Case Study: Interim Secretary and Registrar at the University of Plymouth
Interim Secretary and Registrar
The Issue
The University of Plymouth was not able to appoint a Registrar and Secretary first time around having run a permanent recruitment process. The institution therefore needed an interim executive to fill the resulting gap. They required an executive who had carried out all aspects of the role (which included all of Professional Services except Finance, and did include governance and Board Secretarial responsibilities).
The executive interim person specification was someone with higher education experience – a seasoned individual in such a role in other post 1992 institutions. The immediate deliverables were to implement the findings following a strategic piece of work around a professional services review which was evidencing the need for a complete reconfiguration. This review meant streamlining the reporting structure into the Vice-Chancellor and realigning professional services more closely to academic endeavour.
The client also wanted the interim executive to carry out a specific review of IT services, as they moved toa cloud based solution, and also an assessment of their academic registry offer to understand what best practice looks like around student support services. The University’s estates strategy was also at a critical stage of drafting and required guidance and the creation of suitable arrangements for long-term decision-making and high-level oversight.
The Solution
The interview format included an initial informal meeting with the Vice-Chancellor followed a few days later by a formal interview panel. Richard Middleton was the successfully selected executive of 4 shortlisted and met. Richard’s title in post was interim Secretary and Registrar.
The Consultant
The client considered Richard brought extensive national and international leadership experience, having worked for a number of organisations in the higher education, health, medical and research sectors. Richard had been Chief Operating Officer at Aston University and has interim experience in similar roles at Middlesex University, University of Leeds, and City University London.
He has also worked at the Medical Research Council including operations management at the MRC Laboratories in The Gambia and was General Manager at University Hospitals of Leicester (UHL) NHS Trust. He is also the Chair of the Commonwealth Scholarship Commission.
Richard has had organisation-level responsibility for professional support departments; budgeting and financial control for major building projects; for IT and HR strategy and implementation. Richard also has many years of project management experience (Prince 2 trained) and leadership of multiple change management projects – process reform and staff restructuring.
The Outcome
The recruitment process for the permanent appointment was delayed, accordingly the interim assignment was extended to 8 months in total.

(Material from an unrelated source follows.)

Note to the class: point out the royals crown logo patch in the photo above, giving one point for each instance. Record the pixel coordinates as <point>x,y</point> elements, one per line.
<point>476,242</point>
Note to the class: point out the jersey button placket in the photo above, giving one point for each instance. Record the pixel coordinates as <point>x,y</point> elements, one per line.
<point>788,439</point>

During this period Richard established, for the first time in many years at the university, the role of executive lead for all the support services, with 15 reports at director level, or equivalent. This was not a workable long-term arrangement and one of Richard’s objectives was to prepare those many departments for a simplification in reporting to the Registrar and Secretary. Partly this was achieved by identifying the future leaders and clarifying their roles in a new structure. In addition an Academic Registry was created – from components scattered in other departments – as was a central planning and data analysis function. These are core components of central university management, previously missing from the university.

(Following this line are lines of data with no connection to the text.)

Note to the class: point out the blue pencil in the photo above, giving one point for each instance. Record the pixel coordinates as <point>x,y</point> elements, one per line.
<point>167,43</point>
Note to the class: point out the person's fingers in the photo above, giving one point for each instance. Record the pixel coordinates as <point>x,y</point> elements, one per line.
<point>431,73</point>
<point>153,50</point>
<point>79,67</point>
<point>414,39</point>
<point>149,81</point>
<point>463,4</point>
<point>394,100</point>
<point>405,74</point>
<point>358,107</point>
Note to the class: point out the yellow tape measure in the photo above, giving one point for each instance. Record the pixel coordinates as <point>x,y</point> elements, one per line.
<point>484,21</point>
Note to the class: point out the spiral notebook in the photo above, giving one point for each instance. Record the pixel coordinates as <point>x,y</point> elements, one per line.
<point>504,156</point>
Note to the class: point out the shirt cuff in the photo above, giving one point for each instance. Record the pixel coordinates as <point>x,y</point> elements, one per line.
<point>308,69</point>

The professional services review was completed and the majority of the departments designed and implemented significant organisational reforms, responding to the views of stakeholders and simultaneously reducing baseline annual budgets by 10%. This included the IT department, which also planned and began implementation of major projects to replace all PCs across the campus (in excess of 4,500), to step-change improve cyber security and to set out the programme for platform as a service instead of simply purchasing new server and data storage hardware. Long-term projects on major administrative matters such as timetabling systems, safeguarding and mental health, information, governance and admissions systems were established and began realising early benefits.